Planet pun untuk mendukung kehidupan yang kompleks harus mempunyai gerak tektonik lempeng. Sebab evolusi kehidupan banyak dipengaruhi oleh sebaran lautan dan benua di atas planet dan sebaran samudera serta benua seluruhnya diatur oleh tektonik lempeng. Untuk itu, suatu planet harus mempunyai komposisi kimia yang mengizinkan gerak tektonik lempeng, yaitu ia harus mempunyai energi peluruhan radioaktif di intinya yang akan menghasilkan panas yang akan menggerakkan mantel. Kerak benua planet pun harus granitik agar ia sebagai lempeng dapat terapung di atas batuan oseanik yang basaltik dengan densitas dan gravitasi yang lebih besar/berat. Subduksi dan pemekaran dasar samudera yaitu dua pendorong gerak lempeng melalui ridge puh di MOR (mid-oceanic ridge) dan slab pull di zona subduksi hanya akan terjadi oleh gerak pelumasan air, dan di planet yang punya air dalam bentuk cairan di samudera gerak tektonik lempeng terjadi dengan mudah, itulah Bumi.
Begitulah yang terjadi di Bumi, sehingga kehidupan kompleks dalam bentuk puncaknya yaitu manusia berteknologi bisa muncul - dibutuhkan sekian syarat astronomi dan geologi yang tak mudah dipenuhi di tempat lain. Itulah Rare Earth.
Majalah National Geographic edisi Desember 2009 memuat artikel berjudul “Mencari Bumi di Langit” (oleh Timothy Ferris, astronom) yang melaporkan bahwa sampai saat ini telah ditemukan planet sebanyak 370 buah di luar Tata Surya kita.
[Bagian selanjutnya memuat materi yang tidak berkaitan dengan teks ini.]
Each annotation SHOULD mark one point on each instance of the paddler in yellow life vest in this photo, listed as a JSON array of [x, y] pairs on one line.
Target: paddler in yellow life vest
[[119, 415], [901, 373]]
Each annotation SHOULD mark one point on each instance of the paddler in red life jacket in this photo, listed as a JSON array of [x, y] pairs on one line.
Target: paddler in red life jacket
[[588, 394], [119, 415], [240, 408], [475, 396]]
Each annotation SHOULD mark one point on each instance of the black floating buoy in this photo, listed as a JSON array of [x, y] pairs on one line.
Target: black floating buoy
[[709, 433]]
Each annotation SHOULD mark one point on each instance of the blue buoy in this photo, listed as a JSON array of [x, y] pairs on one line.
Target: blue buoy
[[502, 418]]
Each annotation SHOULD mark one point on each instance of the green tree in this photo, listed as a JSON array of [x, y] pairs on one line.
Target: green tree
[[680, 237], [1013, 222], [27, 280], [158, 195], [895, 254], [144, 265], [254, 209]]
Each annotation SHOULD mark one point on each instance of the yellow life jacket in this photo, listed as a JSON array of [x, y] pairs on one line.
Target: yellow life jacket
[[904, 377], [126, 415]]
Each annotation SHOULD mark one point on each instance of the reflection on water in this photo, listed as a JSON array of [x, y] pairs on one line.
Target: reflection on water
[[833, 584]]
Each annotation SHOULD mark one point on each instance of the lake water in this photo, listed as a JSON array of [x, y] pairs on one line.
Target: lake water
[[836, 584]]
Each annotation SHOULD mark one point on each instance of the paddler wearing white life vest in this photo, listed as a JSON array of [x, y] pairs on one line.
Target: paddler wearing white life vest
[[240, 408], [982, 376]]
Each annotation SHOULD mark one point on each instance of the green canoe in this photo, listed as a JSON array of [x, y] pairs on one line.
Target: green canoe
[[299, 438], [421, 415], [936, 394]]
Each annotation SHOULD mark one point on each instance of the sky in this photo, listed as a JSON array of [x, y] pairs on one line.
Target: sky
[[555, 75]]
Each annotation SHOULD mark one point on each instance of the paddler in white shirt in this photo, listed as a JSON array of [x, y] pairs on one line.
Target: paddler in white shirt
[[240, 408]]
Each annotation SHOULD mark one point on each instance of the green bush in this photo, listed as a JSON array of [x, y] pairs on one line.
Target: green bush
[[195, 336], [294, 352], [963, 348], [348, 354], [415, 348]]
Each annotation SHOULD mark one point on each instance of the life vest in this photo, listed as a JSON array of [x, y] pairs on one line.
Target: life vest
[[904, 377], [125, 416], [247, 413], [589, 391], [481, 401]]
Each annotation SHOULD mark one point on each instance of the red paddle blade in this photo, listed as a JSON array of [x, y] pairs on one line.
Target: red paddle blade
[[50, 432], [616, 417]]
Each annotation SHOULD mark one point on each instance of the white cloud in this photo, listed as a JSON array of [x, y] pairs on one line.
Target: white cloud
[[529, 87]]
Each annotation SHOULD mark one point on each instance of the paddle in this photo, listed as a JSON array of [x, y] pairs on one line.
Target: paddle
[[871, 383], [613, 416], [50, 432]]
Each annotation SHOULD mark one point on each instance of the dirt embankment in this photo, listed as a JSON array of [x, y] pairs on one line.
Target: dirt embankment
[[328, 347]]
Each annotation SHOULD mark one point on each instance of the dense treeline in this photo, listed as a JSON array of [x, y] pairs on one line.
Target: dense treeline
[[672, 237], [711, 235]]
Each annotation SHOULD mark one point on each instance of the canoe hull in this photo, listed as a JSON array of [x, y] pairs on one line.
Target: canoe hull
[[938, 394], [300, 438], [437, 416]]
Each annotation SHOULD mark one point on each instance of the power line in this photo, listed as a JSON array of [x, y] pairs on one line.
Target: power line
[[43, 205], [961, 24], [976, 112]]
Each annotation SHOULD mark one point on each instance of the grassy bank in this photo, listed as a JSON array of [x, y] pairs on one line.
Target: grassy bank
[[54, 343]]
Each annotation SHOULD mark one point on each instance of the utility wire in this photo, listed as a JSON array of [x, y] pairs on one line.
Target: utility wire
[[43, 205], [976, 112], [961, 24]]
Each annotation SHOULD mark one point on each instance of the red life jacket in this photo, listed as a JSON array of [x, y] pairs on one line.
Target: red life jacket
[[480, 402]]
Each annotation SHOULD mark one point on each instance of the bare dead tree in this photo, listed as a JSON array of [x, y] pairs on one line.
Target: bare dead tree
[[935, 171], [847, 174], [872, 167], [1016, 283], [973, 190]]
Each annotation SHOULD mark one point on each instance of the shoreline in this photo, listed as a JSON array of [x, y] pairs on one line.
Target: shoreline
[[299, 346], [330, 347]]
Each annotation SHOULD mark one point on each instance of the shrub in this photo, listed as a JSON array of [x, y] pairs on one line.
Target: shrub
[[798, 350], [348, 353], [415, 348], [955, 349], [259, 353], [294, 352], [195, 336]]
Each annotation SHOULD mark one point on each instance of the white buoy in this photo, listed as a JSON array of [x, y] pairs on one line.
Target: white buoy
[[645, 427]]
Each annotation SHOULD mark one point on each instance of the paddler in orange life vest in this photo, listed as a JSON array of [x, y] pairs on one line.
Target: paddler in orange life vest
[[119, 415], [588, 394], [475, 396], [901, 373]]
Sebagian dari planet-planet itu berukuran hampir seperti Bumi tulisnya. Sekitar 20 tahun cahaya dari Bumi kita ada empat planet yang mengelilingi bintang bernama Gliese yang lebih redup daripada Matahari. Diyakini bahwa planet Gliese 581 e berbatu dan massanya dua kali Bumi, sementara planet Gliese 581 d mungkin dapat menyimpan air dalam bentuk cair.
Akankah ada kehidupan kompleks dan cerdas di sana, di planet Gliese 581 d? Kalau hanya mikroba atau protoplasma atau bahkan asam amino, itu tidak menarik sebab Bumi mengembangkan manusia cerdas, bukan hanya mikroba. Planet-planet tentu saja akan banyak di Alam Semesta ini dari milyaran galaksi yang ada. Tetapi planet yang dapat mendukung kehidupan kompleks seperti di Bumi, sama sekali bukan sesuatu yang mudah. Ada fungsi anomali astronomi, ada fungsi anomali geologi, dan yang beriman mengatakan ada Khalik yang menciptakan makhluk-makhluk itu.
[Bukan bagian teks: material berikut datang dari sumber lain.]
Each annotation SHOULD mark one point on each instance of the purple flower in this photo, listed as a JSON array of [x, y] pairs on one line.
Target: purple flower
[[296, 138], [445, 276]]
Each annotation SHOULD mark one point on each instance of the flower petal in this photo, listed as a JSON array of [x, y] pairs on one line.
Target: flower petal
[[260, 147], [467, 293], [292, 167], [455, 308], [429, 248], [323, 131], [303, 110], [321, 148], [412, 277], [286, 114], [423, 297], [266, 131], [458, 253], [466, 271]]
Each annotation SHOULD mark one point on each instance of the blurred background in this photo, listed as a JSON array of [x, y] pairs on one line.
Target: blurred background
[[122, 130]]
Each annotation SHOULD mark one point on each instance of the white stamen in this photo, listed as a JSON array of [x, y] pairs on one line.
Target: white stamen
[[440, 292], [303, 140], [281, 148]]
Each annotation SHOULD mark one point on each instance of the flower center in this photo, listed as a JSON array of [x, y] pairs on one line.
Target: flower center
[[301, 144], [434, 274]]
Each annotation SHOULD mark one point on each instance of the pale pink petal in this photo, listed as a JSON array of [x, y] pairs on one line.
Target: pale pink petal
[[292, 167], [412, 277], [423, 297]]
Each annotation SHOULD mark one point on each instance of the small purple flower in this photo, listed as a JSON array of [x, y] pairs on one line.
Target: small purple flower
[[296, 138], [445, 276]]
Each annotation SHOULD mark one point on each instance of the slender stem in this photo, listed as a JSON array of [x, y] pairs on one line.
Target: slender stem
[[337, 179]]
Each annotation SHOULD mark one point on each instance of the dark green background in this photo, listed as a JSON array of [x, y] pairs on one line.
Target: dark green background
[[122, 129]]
Apakah tanah hanya ada di bumi?
Berdasarkan cerita dari pak Awang tentang planet bumi yang sulit ditemukan samanya digalaksi manapun, terutama keberadaan mahluk hidup cerdas bernama manusia, ditambahkan oleh film “BBC-Earth Power of The Planet, Episode Rare Earth” bahwa kehidupan sederhana seperti bakteri tipe serupa lumpur dapat ditemukan di kolam vulkanis panas mungkin saja umum ada di alam semesta tapi bagi kehidupan rumit untuk berkembang seperti tanaman dan binatang membutuhkan rangkaian kejadian yang luar biasa. Bagaimana dengan keberadaan tanah? (Kok belum bisa nyambung yah? Harus survey langsung ke luar angkasa kayaknya. Hehehe...)
Nantikan keberlanjutan tulisan ini. Seperti halnya pembentukan tanah yang dipengaruhi waktu, tulisan ini pun berlaku demikian. Sama seperti pembaca yang masih bingung, saya pun juga demikian. Namun tak menyurutkan keinginan kita untuk selalu mencari jawaban atas keraguan yang ada, karena pengetahuan berawal dari keraguan. Ayo belajar...Viva Soil...Soil Solid
Lanjutan ke bagian 2...
Sumber : Cerita Pak Awang (Geologist Indonesia) tentang “Kehidupan Alam Semesta” dan Film “BBC-Earth Power of The Planet, Episode Rare Earth”.
Selengkapnya...
TANAH HANYA ADA DI BUMI? (Bagian 1)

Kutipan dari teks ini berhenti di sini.